Wednesday, August 17, 2011

The "July Effect" and Relative Risk

Fig 1. A typical new intern
on his first day of wards
Click here to listen to a recording of Astrid's 5-minute talk on Relative Risk.

Everybody jokes about the spike in mortality which occurs when all the third-year residents leave and the new interns arrive.  Does the “July Effect” really exist?  Well, the Annals of Internal Medicine just published a systematic review of studies describing trainee changeover on clinical outcomes.  The results were heterogeneous but did support the existence of the “July Effect.”  Based on a couple of higher quality studies, they estimate that the relative risk increase for mortality (RRI) in the peri-changeover period is between 4.3% and 12.0%.
Relative risk (RR, AKA the "risk ratio,") is a way of relating an event to an exposure.  The event is the outcome of interest (e.g. disease or death) while the exposure is something we believe is related to the frequency of the event,  (e.g a treatment, a vaccination, an environmental factor, or, as in our example, admission in July).  The relative risk is simply the ratio of the incidence of the event in the exposed group to the the incidence of the same event in the non-exposed group - anothe rway of saying that is that it's the experimental event rate (EER) divided by the control event rate (CER).

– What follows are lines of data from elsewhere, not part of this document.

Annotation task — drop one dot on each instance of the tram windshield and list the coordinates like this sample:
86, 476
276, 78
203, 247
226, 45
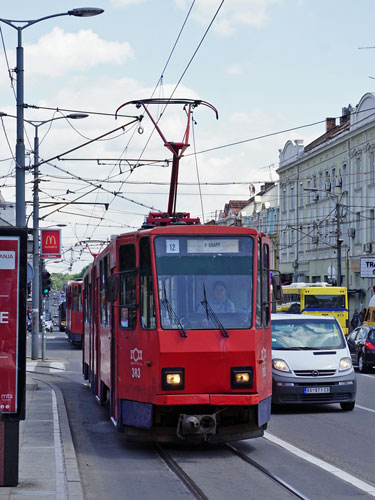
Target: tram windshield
198, 275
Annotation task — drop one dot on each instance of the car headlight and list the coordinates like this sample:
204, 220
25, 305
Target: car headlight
172, 379
280, 365
345, 364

You can easily calculate the relative risk using a table not disimilar to the one used in our last post to calculate sensitivity, specificity and PPV/NPV:
Using this table, RR = [(a / a + b) / (c / c + d)].
This seems pretty simple - but the Annals article reports its findings in terms of relative risk increase.  This is different than the relative risk, and refers to the size of the increase in risk relative to the baseline incidence.  So if the relative risk is (EER/CER), the relative risk increase is [(EER-CER)/CER].
Please remember, both relative risk and relative risk increase are comparative measures - they tell you nothing about the absolute magnitude of the effect.